# can you spend the night in la union station?



## yarrow (Jan 9, 2011)

with the late arrival(11pm) of the cs into laus, was wondering if you are allowed to sleep or catnap the remainder of the night in their comfortable chairs? we have tickets on the swc for the next day.


----------



## guest (Jan 9, 2011)

yarrow said:


> with the late arrival(11pm) of the cs into laus, was wondering if you are allowed to sleep or catnap the remainder of the night in their comfortable chairs? we have tickets on the swc for the next day.


The station is open 24 hours as there are bus arrivals and departures during the early morning hours.

That said, I'm not sure the LA Metro police allow people to sleep in the chairs all night. Especially as your next=day train doesn't leave until the evening.

And the chairs while a step up from a folding chair are hardly comfortable to try and sleep for 5,6,7 hours.

I would pop for a room across the street in the Union Plaza hotel, ti would cost you less than $100 and put you in a whole better mood for a day sightseeing in LA before boarding the SWC


----------



## Navy 118 (Jan 9, 2011)

Short answer is not really. Last spring I was in Chicago spending an all nighter watching trains at Joliet, came back to union station to meet up with some friends on an inbound Amtrak; and the Amtrak Cops didn't seem to take to kindly to me slumbering in the waiting room... Asked if I had a tix and such, didn't kick me out, but made mention as to the fact that this was Amtrak and not a motel 6....


----------



## Anderson (Jan 9, 2011)

My guess is that if you had an early train (i.e. in at 11 PM, out at 5 AM...you get some things like that in NYP and WAS, and the policies seem set up to allow people with a reasonably-timed connection to stay but not those with a _very_ long layover), this wouldn't be as much of an issue (as in "they'd be hard-pressed to kick you out" not "they'd like it"); the risk of a catastrophic oversleeping episode would be something you could plead, not to mention that midday layovers of 6 hours are _hardly_ unheard of.
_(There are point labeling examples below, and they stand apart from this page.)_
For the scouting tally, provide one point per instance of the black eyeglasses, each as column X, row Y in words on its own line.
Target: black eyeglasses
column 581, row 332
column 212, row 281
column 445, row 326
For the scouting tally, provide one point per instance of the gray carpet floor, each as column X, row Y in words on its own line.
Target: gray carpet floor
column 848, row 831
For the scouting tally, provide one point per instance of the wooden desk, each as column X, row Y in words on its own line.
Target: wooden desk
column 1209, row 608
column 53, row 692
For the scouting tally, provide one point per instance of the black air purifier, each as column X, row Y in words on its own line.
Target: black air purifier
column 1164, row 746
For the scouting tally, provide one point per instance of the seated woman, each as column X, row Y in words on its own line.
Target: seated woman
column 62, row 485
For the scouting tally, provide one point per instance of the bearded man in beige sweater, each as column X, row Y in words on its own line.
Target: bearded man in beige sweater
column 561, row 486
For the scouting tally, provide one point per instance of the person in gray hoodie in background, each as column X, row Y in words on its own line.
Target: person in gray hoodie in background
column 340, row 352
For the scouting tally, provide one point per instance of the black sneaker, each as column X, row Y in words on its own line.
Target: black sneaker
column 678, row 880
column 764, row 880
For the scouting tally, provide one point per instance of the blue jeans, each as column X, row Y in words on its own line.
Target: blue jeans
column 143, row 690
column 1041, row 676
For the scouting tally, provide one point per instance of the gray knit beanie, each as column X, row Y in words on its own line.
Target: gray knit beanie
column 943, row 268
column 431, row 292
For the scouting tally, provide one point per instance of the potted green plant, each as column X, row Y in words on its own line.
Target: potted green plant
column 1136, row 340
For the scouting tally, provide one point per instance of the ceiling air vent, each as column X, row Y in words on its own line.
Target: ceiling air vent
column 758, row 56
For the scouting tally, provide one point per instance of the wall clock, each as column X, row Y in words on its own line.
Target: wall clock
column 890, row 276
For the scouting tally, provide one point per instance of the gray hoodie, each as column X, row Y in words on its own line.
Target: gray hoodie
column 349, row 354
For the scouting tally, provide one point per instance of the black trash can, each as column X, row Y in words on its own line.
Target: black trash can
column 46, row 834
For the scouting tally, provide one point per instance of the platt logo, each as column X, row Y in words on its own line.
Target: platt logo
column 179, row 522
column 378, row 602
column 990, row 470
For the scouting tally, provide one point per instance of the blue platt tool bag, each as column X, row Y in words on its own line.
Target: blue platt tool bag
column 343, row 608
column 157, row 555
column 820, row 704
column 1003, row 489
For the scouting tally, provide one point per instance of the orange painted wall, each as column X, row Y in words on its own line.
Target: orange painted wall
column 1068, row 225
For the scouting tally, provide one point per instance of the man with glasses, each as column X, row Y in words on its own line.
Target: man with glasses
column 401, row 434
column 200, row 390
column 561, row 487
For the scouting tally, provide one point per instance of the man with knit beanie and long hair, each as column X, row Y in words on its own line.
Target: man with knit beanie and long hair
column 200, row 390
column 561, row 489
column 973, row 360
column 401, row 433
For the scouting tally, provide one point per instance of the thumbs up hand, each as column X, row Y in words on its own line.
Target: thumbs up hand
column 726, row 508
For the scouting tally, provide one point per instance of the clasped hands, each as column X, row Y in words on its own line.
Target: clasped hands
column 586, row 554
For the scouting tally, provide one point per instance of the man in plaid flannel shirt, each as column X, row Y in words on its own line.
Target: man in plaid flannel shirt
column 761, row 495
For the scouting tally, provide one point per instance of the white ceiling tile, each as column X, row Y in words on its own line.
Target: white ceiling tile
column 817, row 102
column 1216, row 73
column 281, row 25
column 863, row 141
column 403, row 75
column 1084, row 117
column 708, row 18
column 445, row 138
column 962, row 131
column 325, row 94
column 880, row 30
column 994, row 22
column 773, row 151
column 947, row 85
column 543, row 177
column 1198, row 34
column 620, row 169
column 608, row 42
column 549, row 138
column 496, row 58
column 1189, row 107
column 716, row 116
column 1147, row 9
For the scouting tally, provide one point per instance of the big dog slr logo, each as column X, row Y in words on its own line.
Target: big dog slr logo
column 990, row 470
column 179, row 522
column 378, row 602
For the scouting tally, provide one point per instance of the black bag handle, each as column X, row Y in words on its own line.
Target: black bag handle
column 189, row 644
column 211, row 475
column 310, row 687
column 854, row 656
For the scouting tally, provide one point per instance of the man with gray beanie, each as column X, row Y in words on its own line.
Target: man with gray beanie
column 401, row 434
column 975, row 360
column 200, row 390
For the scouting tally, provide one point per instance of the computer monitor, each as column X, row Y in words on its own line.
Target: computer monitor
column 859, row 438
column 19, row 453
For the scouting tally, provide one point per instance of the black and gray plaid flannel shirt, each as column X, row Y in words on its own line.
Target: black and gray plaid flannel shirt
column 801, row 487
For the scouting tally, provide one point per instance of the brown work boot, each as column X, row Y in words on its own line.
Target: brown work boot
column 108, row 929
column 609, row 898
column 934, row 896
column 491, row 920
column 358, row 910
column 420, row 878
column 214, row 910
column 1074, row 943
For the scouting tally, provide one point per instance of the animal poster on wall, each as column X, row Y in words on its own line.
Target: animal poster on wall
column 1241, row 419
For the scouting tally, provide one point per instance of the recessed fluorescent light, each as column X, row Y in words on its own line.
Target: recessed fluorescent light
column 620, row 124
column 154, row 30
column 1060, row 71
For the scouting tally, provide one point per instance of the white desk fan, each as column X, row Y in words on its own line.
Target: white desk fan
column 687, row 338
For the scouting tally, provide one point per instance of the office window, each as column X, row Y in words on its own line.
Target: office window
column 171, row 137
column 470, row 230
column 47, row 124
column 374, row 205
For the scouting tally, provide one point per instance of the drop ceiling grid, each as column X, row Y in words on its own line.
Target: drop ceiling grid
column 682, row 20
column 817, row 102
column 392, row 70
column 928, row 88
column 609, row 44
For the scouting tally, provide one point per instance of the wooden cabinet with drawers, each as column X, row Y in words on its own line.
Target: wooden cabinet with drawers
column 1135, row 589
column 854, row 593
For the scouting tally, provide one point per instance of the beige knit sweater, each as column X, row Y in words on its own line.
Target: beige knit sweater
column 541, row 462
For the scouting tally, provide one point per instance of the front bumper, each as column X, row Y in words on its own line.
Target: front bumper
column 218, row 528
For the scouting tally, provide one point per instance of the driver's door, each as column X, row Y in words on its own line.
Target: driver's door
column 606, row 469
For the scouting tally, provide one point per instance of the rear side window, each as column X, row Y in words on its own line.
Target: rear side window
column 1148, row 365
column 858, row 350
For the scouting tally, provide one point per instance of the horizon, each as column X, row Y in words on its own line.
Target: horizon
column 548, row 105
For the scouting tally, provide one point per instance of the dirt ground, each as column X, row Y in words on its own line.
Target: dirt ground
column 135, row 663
However, 11 PM/6 PM is a bit too much of a stretch: 19 hours in the station is more than I think they'd allow on a regular basis.

Edit: I think it's fair to say that if someone's dozing in the waiting room, they've had enough homeless folks try to sleep in the station that they're automatically wary. I know that's why the NYP policies are set up the way they are, for example.


----------



## pebbleworm (Jan 9, 2011)

When stranded in LA last week, we spent the night at the Miyako- inexpensive, especially for a city and quite nice. Right in Little Tokyo, and reachable by foot, cab, or light rail.

http://www.miyakoinn.com/

Definitely better than trying to doze off in station bench.


----------



## guest (Jan 10, 2011)

I've been able to wait in NYP when connecting from the 66 arriving at 2-3 am, to an NJT departing at 4-5 am, "sleeping" as it were in the official Amtrak waiting area.


----------



## gregoryla (Jan 10, 2011)

As long as you have a ticket, the police won't kick you out of the station. But you would do way better to spend a little and check into one of the hotels that have been mentioned.


----------



## leemell (Jan 10, 2011)

guest said:


> yarrow said:
> 
> 
> > with the late arrival(11pm) of the cs into laus, was wondering if you are allowed to sleep or catnap the remainder of the night in their comfortable chairs? we have tickets on the swc for the next day.
> ...


That would be the Metro Plaza Hotel.


----------



## amtrakwolverine (Jan 11, 2011)

guest said:


> I've been able to wait in NYP when connecting from the 66 arriving at 2-3 am, to an NJT departing at 4-5 am, "sleeping" as it were in the official Amtrak waiting area.


from 2-3AM to 4-5AM is only a 1 to 2 hour layover. We are talking about spending close to 24 hours sleeping in the station.


----------